India's Chief Economic Advisor (CEA), V Anantha Nageswaran, on Friday, 29 August 2025, said that the country is retaining its GDP growth rate despite the heavy 50% tariffs imposed by US President Donald Trump, reported the news agency PTI.
In a press conference on Friday, CEA Nageswaran said that, looking at the ‘resilience’ in the April-June quarter growth rates, the Ministry of Finance retains its growth rate expectations in the range of 6.3% to 6.8% for the Indian economy's financial year 2025-26.
“Despite the reciprocal tariffs and penal tariff (imposed by the US), and after seeing the resilience of Q1 growth we are retaining the growth rate projections for current fiscal at 6.3-6.8 per cent,” Nageswaran told the media on Friday.
The annual economic survey, which was tabled in Parliament ahead of the Union Budget, also mentioned that economists are predicting a GDP growth of 6.3% to 6.8% for the 2025-26 fiscal year.
According to the agency report, Nageswaran hopes that the aggregate demand growth in the Indian economy should hold up in the upcoming quarters as the country will now focus on the GST rate cut and festive season demand to boost consumption.
Nageswaran on Trump Tariffs
The Chief Economic Advisor said the government is not expecting ‘significant’ downside risks to the GDP growth due to the high US tariffs.
“Not expecting significant downside risks to GDP growth due to high US tariffs,” CEA V Anantha Nageswaran told the media on Friday.
Nageswaran also called the impact of the high US tariffs on India's economy ‘short-lived’.
US President Donald Trump has imposed a total of 50% tariffs on all imports from India on top of the baseline 10% tariff rate for all goods imported into the United States.
Mint reported earlier that US President Donald Trump, ahead of his 1 August 2025 tariff deadline, imposed 25% initial tariffs on India.
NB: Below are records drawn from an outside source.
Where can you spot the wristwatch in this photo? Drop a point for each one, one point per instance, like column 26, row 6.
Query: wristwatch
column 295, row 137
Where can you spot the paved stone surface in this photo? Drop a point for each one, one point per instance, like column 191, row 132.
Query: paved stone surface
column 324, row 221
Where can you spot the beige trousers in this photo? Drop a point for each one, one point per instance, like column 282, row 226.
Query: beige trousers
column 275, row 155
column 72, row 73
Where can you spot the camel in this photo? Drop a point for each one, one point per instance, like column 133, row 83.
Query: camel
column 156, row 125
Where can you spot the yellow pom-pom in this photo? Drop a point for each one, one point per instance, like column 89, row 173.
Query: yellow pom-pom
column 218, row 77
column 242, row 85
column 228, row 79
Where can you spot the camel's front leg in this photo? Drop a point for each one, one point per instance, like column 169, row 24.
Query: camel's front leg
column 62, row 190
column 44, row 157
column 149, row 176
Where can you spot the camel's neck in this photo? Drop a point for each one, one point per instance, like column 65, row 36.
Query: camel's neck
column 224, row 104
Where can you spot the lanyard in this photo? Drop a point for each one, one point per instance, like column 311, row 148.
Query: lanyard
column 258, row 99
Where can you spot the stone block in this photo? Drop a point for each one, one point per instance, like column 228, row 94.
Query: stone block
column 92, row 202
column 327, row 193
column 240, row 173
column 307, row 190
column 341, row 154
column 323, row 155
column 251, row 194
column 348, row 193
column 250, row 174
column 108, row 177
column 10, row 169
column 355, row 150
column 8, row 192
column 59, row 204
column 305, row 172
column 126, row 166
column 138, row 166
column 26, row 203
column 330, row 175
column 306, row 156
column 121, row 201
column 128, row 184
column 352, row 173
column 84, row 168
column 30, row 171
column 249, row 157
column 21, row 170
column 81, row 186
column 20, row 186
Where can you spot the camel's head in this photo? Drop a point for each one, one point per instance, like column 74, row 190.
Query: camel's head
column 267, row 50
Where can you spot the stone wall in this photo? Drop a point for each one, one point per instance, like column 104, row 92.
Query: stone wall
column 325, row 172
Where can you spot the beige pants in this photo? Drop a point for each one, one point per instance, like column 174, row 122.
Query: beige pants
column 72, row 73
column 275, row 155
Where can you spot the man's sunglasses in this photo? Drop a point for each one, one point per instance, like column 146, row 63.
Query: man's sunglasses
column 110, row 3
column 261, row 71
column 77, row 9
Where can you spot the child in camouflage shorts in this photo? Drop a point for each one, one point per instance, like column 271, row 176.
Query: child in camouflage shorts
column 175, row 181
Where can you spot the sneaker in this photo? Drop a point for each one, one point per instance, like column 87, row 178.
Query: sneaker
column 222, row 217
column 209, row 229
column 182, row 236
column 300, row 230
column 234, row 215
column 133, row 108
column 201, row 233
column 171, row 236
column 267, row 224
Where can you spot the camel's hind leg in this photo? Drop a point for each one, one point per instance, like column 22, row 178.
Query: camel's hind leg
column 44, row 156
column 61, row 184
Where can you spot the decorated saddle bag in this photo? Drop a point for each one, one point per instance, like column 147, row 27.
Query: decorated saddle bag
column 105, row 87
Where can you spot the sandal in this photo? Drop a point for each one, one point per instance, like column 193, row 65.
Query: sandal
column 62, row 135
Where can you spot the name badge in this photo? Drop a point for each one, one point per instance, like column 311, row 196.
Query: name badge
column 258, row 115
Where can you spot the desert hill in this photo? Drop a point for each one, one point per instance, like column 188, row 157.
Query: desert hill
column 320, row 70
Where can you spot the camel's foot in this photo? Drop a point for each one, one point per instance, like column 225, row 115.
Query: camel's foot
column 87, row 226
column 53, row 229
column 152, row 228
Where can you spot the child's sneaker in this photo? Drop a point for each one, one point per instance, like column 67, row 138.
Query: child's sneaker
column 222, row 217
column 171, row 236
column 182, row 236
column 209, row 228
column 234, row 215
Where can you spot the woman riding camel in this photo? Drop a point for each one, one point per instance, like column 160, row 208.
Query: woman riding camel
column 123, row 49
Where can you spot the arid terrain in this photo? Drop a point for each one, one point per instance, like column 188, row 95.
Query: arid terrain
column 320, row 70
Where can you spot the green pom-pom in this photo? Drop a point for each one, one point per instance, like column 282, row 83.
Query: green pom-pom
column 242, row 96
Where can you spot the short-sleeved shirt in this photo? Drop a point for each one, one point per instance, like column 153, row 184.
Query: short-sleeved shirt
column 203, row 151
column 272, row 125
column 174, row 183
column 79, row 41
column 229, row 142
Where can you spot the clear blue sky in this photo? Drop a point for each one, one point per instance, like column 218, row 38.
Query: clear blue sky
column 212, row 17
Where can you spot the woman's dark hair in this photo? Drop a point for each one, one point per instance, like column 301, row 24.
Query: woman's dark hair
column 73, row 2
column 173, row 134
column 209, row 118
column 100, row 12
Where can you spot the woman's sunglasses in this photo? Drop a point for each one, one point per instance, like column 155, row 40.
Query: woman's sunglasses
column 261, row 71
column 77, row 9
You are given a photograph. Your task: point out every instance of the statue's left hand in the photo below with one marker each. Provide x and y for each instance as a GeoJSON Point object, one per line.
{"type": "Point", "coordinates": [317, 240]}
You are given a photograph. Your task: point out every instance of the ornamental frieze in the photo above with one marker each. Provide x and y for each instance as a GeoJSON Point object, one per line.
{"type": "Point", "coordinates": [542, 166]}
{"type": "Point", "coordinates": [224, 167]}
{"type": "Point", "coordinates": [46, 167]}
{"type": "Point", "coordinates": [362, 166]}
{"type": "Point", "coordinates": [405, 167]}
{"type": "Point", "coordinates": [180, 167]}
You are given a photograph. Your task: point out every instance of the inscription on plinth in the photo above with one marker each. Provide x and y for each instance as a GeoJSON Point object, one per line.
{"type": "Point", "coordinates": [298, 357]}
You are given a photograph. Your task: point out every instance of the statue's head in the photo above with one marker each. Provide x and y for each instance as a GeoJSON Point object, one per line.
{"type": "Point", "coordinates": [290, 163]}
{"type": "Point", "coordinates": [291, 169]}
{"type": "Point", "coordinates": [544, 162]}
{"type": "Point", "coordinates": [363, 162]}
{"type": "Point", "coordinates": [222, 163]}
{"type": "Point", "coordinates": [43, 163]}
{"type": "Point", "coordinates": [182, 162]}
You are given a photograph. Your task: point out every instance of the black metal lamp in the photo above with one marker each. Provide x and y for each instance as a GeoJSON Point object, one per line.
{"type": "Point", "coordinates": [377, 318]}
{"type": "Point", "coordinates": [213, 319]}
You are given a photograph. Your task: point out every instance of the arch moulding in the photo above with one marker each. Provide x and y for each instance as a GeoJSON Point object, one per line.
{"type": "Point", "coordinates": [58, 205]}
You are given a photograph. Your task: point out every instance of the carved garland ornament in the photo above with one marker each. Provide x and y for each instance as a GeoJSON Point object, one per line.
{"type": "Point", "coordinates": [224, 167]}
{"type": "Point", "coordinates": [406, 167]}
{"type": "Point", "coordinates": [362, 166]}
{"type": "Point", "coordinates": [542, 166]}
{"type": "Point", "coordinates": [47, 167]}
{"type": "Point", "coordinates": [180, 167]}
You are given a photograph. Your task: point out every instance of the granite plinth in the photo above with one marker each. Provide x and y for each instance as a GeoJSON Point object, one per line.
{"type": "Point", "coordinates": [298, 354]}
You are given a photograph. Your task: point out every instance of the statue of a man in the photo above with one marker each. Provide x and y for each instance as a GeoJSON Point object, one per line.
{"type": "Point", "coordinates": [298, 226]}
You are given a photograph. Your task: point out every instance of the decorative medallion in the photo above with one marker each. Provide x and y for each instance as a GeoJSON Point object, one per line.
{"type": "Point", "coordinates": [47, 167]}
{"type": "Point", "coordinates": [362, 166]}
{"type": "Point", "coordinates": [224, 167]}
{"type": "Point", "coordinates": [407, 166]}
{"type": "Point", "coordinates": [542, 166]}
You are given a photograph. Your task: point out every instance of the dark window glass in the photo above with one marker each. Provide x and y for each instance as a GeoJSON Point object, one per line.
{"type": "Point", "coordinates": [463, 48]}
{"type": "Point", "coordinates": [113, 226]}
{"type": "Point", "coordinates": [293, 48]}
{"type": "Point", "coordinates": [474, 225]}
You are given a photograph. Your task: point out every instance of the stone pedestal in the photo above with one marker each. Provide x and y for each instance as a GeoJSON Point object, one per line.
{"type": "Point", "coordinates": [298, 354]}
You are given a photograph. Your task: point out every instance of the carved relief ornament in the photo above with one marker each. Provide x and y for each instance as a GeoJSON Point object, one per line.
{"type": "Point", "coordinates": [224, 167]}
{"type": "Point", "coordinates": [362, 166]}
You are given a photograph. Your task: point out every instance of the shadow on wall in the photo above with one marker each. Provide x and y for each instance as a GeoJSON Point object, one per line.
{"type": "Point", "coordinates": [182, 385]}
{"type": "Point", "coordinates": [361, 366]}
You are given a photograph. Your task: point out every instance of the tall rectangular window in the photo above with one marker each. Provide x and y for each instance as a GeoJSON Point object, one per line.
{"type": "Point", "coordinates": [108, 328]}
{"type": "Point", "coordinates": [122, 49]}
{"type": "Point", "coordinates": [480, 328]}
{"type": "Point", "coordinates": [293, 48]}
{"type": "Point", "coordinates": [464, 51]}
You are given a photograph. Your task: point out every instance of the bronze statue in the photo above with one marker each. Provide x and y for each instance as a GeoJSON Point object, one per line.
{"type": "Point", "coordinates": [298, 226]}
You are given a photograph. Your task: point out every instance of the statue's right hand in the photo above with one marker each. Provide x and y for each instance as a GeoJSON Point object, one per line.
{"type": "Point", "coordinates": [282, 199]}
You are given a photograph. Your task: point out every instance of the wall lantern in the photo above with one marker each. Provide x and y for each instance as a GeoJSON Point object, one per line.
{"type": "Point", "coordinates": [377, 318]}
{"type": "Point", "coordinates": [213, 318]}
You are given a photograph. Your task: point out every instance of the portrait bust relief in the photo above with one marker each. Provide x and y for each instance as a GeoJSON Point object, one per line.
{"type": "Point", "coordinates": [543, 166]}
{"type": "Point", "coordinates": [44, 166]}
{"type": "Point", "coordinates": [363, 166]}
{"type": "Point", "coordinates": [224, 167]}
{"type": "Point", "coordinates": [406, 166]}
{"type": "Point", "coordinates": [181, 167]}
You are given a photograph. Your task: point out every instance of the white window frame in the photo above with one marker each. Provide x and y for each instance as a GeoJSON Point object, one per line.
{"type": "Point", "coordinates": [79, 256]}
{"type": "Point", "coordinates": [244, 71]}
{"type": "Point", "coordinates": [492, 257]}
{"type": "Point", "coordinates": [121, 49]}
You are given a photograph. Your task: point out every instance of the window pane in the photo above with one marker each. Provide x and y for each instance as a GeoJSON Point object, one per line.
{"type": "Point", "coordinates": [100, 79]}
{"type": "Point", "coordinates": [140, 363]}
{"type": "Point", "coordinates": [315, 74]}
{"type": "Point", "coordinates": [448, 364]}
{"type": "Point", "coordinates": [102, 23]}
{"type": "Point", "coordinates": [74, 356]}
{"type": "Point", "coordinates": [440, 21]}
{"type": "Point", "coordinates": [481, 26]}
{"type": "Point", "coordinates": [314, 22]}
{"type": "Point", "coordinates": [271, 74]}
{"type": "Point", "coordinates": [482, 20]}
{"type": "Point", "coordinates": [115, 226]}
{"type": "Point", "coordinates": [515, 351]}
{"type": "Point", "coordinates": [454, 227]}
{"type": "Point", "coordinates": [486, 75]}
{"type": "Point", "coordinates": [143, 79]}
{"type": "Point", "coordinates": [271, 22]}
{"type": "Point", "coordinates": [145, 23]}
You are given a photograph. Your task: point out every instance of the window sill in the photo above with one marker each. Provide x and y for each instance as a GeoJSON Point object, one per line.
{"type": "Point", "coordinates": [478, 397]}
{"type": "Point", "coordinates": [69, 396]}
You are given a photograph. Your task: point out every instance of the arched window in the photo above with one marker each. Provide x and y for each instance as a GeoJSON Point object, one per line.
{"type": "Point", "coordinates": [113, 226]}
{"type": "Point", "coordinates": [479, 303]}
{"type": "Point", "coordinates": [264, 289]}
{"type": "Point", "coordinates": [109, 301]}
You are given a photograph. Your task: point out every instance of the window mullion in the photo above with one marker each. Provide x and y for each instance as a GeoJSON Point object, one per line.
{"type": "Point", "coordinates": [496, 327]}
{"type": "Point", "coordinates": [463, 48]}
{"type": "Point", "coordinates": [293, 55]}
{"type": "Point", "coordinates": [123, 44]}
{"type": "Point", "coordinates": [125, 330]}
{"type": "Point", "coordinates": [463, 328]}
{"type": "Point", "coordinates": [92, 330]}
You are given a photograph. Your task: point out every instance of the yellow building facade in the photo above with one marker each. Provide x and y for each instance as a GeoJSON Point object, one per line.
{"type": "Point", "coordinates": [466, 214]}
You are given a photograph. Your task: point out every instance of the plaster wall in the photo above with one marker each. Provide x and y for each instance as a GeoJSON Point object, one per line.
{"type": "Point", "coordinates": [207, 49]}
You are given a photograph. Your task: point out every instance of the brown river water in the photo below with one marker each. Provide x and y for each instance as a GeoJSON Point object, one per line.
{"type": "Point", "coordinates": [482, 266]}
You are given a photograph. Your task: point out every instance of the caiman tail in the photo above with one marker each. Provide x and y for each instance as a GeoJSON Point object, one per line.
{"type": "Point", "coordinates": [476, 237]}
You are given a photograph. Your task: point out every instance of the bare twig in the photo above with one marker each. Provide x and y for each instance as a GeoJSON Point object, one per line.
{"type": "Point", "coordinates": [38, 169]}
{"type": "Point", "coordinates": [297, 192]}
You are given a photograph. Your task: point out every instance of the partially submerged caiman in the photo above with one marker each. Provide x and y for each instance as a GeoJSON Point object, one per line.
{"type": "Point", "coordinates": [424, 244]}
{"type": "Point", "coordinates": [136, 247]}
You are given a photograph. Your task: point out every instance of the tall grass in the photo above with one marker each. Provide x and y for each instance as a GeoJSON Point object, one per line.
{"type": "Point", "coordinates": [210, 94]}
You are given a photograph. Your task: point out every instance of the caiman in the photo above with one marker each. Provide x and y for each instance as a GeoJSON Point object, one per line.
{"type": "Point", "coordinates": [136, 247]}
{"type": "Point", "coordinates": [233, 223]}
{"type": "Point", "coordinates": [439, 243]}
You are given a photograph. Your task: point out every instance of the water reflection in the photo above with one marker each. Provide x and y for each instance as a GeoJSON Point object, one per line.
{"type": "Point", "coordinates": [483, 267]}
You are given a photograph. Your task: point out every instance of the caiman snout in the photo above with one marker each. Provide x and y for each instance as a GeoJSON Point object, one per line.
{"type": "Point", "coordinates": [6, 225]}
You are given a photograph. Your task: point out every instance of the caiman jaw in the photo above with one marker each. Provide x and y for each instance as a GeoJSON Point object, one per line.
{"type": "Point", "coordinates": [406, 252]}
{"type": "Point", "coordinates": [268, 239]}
Later, he signed an executive order adding 25% additional tariffs on all imports from India, which became effective on 27 August 2025.
Trump cited India's oil trade with Russia and the nation's high tariffs on the US as the reason behind the heavy import duties.
India's GDP Snapshot
Mint reported on Friday that the Indian economy recorded a 7.8% gross domestic product (GDP) growth in the first quarter of the 2025-26 fiscal year due to continued lower inflation. This marks a 40 basis point increase from the 7.4% GDP growth rate in the previous quarter.
“India’s real GDP surged by a robust 7.8% in Q1 of FY 2025-26, well above the 6.5% recorded a year earlier, signalling strong momentum at the very start of the fiscal year. The services sector added further strength with 7.6% real GVA growth, reflecting deepening dynamism across key areas,” said Sanjay Nayar, the president of industry body — Associated Chambers of Commerce and Industry of India (ASSOCHAM), according to an ANI report.
“This encouraging performance underscores India’s resilience and adaptability, reaffirming its vibrant growth trajectory and ensuring the nation will confidently sail through prevailing global headwinds,” he said.